Since last night's stream explained that FTB's update will take another day or two in testing to properly balance the new worldgen settings, I went ahead and made a 1.4.6 testbed install with only Redpower, TE and NEI.
I tested with a powered furnace, since that one will tell me in detail how much MJ it is consuming at any given time. I was able to confirm Zjarek_S' findings. 1000 W = 1000 J/s = 1 MJ/t = 20 MJ/s. By extension, 50 J = 1 MJ.
And, to finally answer Tylor's question: The windmill in DW20's video, running at just over 50% speed, was producing 2.5 kW and should therefore generate about 2.5 MJ/t when feeding a blulectric engine. If the scale is linear, this should mean that at 20% speed it produces 1 kW = 1 MJ/t and at 100% speed it produces 5 kW = 5 MJ/t.

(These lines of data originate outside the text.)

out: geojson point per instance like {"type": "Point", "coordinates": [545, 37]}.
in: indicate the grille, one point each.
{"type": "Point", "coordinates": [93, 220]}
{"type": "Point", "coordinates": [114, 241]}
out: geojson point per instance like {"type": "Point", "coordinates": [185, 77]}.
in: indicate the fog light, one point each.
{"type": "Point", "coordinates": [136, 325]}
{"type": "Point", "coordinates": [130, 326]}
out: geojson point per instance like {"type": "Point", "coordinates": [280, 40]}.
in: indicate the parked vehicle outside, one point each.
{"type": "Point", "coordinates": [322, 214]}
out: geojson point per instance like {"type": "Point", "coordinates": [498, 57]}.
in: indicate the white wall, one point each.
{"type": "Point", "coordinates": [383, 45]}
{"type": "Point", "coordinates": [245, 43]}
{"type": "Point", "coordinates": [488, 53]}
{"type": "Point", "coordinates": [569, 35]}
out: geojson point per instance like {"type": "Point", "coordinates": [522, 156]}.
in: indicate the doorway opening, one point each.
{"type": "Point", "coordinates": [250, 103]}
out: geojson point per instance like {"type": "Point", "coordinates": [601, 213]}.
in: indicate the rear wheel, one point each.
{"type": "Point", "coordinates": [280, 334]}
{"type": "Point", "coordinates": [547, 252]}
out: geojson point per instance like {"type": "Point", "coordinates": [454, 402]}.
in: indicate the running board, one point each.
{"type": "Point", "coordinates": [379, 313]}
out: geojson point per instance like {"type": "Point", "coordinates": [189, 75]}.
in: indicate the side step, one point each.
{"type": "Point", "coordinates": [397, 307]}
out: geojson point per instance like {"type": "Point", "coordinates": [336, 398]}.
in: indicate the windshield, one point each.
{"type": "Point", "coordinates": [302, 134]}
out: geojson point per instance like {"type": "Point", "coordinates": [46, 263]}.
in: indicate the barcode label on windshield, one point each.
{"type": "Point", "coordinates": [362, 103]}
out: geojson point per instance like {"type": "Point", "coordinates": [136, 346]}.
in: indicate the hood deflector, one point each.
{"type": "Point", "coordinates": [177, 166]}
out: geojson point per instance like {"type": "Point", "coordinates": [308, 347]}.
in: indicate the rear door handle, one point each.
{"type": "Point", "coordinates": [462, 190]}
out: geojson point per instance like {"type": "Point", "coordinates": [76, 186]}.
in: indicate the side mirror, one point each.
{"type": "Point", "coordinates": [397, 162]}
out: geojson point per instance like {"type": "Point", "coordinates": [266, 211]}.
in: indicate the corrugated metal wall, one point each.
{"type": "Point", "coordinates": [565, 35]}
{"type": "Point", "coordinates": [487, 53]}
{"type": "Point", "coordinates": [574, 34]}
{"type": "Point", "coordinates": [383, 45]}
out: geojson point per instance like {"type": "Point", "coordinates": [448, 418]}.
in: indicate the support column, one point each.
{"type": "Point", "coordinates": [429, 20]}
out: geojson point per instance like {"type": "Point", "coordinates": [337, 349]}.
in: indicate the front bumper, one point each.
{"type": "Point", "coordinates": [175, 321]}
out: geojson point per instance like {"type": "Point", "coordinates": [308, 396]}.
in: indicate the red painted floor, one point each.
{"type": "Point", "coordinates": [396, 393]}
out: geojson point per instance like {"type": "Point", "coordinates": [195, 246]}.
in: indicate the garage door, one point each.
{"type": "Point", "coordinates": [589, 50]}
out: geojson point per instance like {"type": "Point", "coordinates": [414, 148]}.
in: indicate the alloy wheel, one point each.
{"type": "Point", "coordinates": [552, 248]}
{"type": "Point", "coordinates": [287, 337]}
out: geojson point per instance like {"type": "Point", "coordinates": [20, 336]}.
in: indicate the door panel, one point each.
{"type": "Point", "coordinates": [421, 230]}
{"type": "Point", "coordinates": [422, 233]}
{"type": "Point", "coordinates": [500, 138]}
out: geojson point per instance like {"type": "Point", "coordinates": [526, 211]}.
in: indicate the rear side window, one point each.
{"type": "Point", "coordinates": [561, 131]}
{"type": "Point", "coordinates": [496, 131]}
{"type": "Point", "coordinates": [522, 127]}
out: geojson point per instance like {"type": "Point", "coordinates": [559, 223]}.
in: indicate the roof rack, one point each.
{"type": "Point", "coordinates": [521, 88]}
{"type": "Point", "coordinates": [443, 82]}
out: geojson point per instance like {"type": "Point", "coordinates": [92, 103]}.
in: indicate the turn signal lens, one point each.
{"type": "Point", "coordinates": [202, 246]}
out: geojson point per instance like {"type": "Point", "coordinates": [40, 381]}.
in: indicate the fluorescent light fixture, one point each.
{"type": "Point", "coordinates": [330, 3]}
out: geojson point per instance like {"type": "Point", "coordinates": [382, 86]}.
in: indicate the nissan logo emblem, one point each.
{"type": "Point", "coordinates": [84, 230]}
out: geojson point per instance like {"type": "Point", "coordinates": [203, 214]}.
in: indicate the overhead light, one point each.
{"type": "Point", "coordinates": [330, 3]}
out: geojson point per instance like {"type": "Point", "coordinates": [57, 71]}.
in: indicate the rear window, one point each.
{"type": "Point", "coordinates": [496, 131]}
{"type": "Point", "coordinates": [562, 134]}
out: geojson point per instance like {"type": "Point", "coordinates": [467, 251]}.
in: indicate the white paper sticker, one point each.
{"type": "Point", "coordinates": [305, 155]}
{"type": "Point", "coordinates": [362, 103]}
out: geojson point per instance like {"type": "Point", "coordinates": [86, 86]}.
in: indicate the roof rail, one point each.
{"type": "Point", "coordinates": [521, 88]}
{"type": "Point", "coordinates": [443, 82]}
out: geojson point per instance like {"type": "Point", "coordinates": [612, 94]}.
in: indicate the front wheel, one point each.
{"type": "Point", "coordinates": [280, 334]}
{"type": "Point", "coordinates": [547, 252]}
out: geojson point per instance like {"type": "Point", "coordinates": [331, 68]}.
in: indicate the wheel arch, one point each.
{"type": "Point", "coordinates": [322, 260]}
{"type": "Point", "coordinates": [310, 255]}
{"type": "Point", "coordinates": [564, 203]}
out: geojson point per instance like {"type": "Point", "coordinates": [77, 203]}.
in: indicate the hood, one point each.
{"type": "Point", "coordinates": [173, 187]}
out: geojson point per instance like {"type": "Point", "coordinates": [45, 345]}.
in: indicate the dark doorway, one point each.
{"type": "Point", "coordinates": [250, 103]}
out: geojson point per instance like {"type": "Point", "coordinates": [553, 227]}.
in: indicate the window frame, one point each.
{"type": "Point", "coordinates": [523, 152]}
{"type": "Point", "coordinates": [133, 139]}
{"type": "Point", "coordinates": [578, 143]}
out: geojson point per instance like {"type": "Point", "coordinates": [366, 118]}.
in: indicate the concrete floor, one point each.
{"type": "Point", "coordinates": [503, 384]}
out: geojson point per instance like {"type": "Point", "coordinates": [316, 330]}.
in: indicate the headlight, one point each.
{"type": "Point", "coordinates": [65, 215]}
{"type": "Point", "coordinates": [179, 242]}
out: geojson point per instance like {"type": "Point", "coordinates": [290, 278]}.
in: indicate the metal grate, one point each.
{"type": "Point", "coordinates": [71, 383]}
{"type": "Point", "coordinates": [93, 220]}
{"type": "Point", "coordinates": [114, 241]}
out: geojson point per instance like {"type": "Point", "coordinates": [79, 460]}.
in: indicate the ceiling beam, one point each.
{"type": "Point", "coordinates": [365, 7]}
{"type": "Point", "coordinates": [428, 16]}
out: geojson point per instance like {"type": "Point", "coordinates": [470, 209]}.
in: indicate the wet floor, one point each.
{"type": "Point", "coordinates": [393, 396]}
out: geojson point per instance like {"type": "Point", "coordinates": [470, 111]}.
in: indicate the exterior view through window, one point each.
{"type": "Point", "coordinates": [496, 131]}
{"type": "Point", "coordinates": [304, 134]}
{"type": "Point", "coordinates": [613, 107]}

I also confirmed that, at least when directly hooked up to a powered furnace, the blulectric engine will throttle itself to the required amount of power. Once the furnace's internal storage is full, the engine will not consume more than roughly 2 kW (= 2 MJ/t), no matter how many solar panels you add.

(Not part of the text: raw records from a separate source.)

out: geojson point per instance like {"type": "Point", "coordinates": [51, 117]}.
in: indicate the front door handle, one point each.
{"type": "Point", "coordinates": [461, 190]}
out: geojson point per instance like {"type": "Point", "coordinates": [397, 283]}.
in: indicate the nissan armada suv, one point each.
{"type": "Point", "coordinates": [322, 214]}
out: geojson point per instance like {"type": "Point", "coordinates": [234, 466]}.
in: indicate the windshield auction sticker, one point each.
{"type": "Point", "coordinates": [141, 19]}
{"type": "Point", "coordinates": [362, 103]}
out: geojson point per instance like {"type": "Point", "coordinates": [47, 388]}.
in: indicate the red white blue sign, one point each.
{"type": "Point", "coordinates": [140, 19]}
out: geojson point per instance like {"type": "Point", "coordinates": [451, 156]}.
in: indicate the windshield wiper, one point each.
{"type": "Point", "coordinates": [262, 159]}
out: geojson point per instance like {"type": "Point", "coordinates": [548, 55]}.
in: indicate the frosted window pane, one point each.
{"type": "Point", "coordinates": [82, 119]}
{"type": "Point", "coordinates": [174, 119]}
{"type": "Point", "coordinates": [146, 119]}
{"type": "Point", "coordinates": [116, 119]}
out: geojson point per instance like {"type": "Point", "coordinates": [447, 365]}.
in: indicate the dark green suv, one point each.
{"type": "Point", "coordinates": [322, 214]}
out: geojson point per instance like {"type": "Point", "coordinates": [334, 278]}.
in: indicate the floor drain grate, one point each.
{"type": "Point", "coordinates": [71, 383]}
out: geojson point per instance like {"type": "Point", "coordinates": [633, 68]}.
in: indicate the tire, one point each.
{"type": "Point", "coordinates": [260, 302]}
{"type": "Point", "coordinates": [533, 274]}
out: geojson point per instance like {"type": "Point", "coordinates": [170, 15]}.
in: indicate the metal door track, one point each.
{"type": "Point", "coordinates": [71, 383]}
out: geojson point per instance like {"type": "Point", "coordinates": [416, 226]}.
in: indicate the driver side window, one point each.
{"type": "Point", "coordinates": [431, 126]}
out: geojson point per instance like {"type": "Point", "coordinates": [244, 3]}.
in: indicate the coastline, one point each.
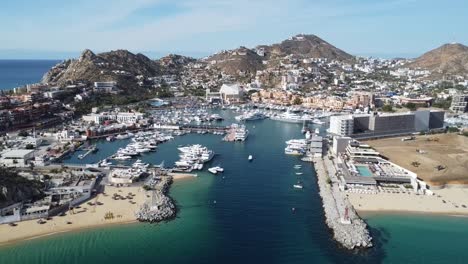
{"type": "Point", "coordinates": [84, 218]}
{"type": "Point", "coordinates": [444, 202]}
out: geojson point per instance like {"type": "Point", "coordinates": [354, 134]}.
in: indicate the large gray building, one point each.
{"type": "Point", "coordinates": [459, 103]}
{"type": "Point", "coordinates": [387, 124]}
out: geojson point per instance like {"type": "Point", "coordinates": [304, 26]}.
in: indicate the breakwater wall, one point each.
{"type": "Point", "coordinates": [159, 206]}
{"type": "Point", "coordinates": [349, 230]}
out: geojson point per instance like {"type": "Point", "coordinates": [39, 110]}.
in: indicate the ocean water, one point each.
{"type": "Point", "coordinates": [251, 221]}
{"type": "Point", "coordinates": [15, 73]}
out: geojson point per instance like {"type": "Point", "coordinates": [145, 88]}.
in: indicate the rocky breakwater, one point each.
{"type": "Point", "coordinates": [159, 206]}
{"type": "Point", "coordinates": [348, 228]}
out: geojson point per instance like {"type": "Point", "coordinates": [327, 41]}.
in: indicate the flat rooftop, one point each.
{"type": "Point", "coordinates": [17, 153]}
{"type": "Point", "coordinates": [447, 150]}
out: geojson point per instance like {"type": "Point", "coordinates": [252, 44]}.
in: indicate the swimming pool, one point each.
{"type": "Point", "coordinates": [364, 171]}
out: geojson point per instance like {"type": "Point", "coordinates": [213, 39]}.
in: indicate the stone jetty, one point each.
{"type": "Point", "coordinates": [159, 206]}
{"type": "Point", "coordinates": [348, 228]}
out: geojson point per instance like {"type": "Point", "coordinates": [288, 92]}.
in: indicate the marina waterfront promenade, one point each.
{"type": "Point", "coordinates": [104, 211]}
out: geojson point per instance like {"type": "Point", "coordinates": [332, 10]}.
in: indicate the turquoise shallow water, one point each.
{"type": "Point", "coordinates": [251, 221]}
{"type": "Point", "coordinates": [15, 73]}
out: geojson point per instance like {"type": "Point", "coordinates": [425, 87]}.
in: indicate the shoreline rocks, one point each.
{"type": "Point", "coordinates": [159, 207]}
{"type": "Point", "coordinates": [349, 230]}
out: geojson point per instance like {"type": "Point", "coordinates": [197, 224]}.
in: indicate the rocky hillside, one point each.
{"type": "Point", "coordinates": [237, 62]}
{"type": "Point", "coordinates": [447, 59]}
{"type": "Point", "coordinates": [123, 66]}
{"type": "Point", "coordinates": [173, 63]}
{"type": "Point", "coordinates": [14, 188]}
{"type": "Point", "coordinates": [306, 46]}
{"type": "Point", "coordinates": [119, 65]}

I also observed that voltage indeed plays a role in power output, although it seems that there's some handwaving going on in a few cases. For example, if you place an empty machine (such as a blulectric furnace) next to a solar panel, the solar panel will charge it from 0V to 100V at a pretty much constant speed, seemingly suggesting that voltage is irrelevant. However, if the same machine is actively doing something, then that doesn't apply - if the voltage drops, then power generation will drop as well, meaning the machine drains its reserves faster and faster the lower its reserves drop (remember, in Redpower, voltage is equivalent to the charge status of the network).

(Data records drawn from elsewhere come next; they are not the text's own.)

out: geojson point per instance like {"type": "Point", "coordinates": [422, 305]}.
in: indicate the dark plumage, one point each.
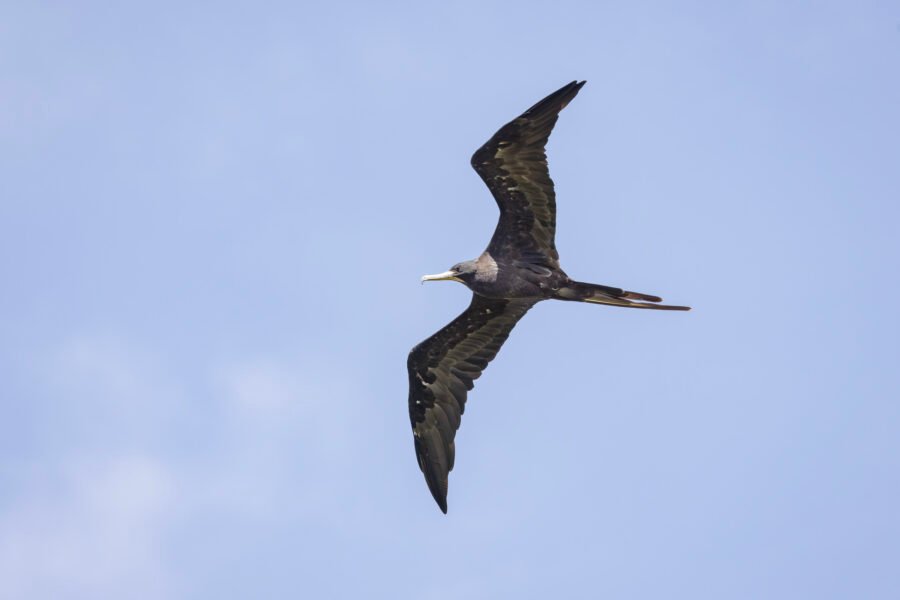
{"type": "Point", "coordinates": [519, 269]}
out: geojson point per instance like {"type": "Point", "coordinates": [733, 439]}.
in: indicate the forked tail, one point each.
{"type": "Point", "coordinates": [603, 294]}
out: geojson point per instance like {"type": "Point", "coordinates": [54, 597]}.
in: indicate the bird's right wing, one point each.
{"type": "Point", "coordinates": [513, 164]}
{"type": "Point", "coordinates": [441, 372]}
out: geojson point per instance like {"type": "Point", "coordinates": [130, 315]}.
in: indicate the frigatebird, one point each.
{"type": "Point", "coordinates": [519, 268]}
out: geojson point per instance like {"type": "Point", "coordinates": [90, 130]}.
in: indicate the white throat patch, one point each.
{"type": "Point", "coordinates": [487, 268]}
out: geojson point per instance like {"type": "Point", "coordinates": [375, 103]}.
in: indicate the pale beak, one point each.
{"type": "Point", "coordinates": [445, 276]}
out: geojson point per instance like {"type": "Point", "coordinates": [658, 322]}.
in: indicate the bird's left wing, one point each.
{"type": "Point", "coordinates": [513, 164]}
{"type": "Point", "coordinates": [441, 372]}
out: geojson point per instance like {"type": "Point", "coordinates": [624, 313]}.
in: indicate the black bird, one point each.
{"type": "Point", "coordinates": [519, 269]}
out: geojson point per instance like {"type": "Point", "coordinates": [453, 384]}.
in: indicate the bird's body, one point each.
{"type": "Point", "coordinates": [519, 268]}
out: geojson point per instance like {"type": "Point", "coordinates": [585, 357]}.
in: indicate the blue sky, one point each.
{"type": "Point", "coordinates": [213, 219]}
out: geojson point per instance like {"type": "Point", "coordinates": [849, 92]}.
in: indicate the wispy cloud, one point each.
{"type": "Point", "coordinates": [98, 517]}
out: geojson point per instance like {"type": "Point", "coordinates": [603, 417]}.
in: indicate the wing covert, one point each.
{"type": "Point", "coordinates": [442, 370]}
{"type": "Point", "coordinates": [513, 164]}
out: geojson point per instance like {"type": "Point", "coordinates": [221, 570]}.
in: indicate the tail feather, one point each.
{"type": "Point", "coordinates": [603, 294]}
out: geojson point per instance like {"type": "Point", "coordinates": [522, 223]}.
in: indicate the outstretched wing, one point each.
{"type": "Point", "coordinates": [441, 372]}
{"type": "Point", "coordinates": [513, 164]}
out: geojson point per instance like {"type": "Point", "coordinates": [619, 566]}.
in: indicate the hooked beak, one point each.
{"type": "Point", "coordinates": [445, 276]}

How to confirm this in experiment: take a blulectric furnace and hook it up to six solar panels, let it charge to full. Then give the furnace some cobblestone to smelt. Since the six solar panels generate 1.2 kW, and the furnace only requires 1 kW at peak efficiency, it will stay fully charged even while working. Now, break one solar panel. The five remaining ones still produce 1 kW, just as much as the furnace consumes. But due to miniscule distance-based losses and the brief dips directly after the breaking where the system restabilizes itself, voltage is ever so slightly below 100V and begins to decline very, very slowly. Millivolt by millivolt first, but the lower the voltage goes, the less power the panels produce, and therefore the voltage drops faster and faster until it collapses down to about 600W. The furnace won't consume any power below 60V, so the voltage will not drop lower than that; but, in this state, the furnace will only run at 60% speed. Now, add in the sixth panel again. Previously, at 100V, this was much more than enough to keep the furnace topped off with power at all times; now however, it barely manages to bump up efficiency by some 10%-12%, still a ways off from charging back up. In fact, you can add a seventh and an eigth solar panel, and the voltage will still remain stuck at 60V because total output is still only 0.96 kW at this point.